# Cardboard models



## Geoff Medhurst (Jul 22, 2016)

As a youngster I used to delight in constructing models out of light cardboard. These models included Orient line and P&O ships and ended up about half a metre long.
They came in a book with the parts die cut so you could press them out and they had little tabs which inserted into matching slots on its mating piece.
The whole model when assembled was a good replica and quite rigid.
Does anyone remember these models and can you get them now?
I have looked to no avail.


----------



## rickles23 (Oct 13, 2006)

Hi,

Not that exact type but have a look here:

http://www.bildrum.se/cutout.htm

Regards


----------



## Dartskipper (Jan 16, 2015)

Search for Marcle Models in your browser. They are based in Amersham, Bucks.


----------



## Bootsmann (Feb 12, 2006)

Loads of ships here:

http://www.papermod.com/D-shop-neu/index1.html


----------



## Bill Morrison (May 25, 2013)

I bought this one in a small supermarket in Greece about 1999. It is of French origin, I don't know if they are still in production. The name and address is on the card.


----------



## herky (Sep 24, 2012)

suggest you join papermodelers.com
its a site for all card modellers with loads of links to models.if you look through model ships forum on this site also find my threads on the subject.there is a brilliant model of canberra out there for free at 1.250 scale.and there is a model of oriana out there also.both are availible as downloads which you need to print out and build.i have been doing card models mainly of ships for about 20 years now.marcle models is the best supplier i found in uk.most of the models are produced in germany or poland.email me if you want more details


----------



## herky (Sep 24, 2012)

Geoff Medhurst said:


> As a youngster I used to delight in constructing models out of light cardboard. These models included Orient line and P&O ships and ended up about half a metre long.
> They came in a book with the parts die cut so you could press them out and they had little tabs which inserted into matching slots on its mating piece.
> The whole model when assembled was a good replica and quite rigid.
> Does anyone remember these models and can you get them now?
> I have looked to no avail.


go to ss canberra models on this site and you might find a challenge(==D)


----------



## Geoff Medhurst (Jul 22, 2016)

Thanks Herky, the Canberra and the Oriana are more my vintage.

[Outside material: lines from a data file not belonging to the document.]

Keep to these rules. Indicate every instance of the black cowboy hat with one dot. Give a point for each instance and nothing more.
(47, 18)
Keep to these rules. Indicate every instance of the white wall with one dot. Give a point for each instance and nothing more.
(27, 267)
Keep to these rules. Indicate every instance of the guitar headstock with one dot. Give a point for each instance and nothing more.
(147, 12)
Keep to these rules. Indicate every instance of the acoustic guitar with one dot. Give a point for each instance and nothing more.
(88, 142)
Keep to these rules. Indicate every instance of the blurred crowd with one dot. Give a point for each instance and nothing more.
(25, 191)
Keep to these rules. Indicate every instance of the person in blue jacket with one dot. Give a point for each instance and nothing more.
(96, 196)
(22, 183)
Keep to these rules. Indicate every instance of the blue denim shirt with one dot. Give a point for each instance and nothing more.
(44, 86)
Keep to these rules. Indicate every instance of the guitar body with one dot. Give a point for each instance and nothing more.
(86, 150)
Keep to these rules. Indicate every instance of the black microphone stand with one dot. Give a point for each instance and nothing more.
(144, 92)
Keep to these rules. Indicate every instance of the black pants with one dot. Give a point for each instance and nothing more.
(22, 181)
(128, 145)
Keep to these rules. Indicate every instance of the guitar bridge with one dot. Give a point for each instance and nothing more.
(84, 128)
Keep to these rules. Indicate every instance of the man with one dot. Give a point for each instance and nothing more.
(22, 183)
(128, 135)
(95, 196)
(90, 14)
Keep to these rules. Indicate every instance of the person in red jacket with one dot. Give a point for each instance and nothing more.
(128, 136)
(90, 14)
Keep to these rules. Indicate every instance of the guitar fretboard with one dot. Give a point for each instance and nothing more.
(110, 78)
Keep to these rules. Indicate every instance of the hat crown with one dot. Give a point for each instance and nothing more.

I used to make up models of the Oronsay, the Orsova and the two Cunard queens.
It kept me out of Mum's way.


----------



## herky (Sep 24, 2012)

the canberra model is far beyond die cut.you print out sheets then cut and fold and glue months of work.i was on oronsay oriana and canberra so these are of interest to me.there is a good freebie download of nice model of oriana to ownload and print.would you like me to send link


----------



## herky (Sep 24, 2012)

here is link for oriana model
http://www.d9.dion.ne.jp/~senaun/oriana.html

download it and print it out for free./.give it a go
enjoy


----------



## Geoff Medhurst (Jul 22, 2016)

Thanks Herky, is this site alright?


----------



## herky (Sep 24, 2012)

Geoff Medhurst said:


> Thanks Herky, is this site alright?


i have downloaded many models from here without any issues(==D)
the 7 pages on left of screen are the parts
the 4 pages marked craft process are instruction photos


----------



## herky (Sep 24, 2012)

just a quick shot of what im building.liners are
hamburg from hmv models at 1;250
pacific dream from whm models at 1;250
canberra from private designer at 1;250
atlantic conveyor from jsc models
uss nimitz at 1;250 from whm models

all this are made purely from printed card(Smoke)


----------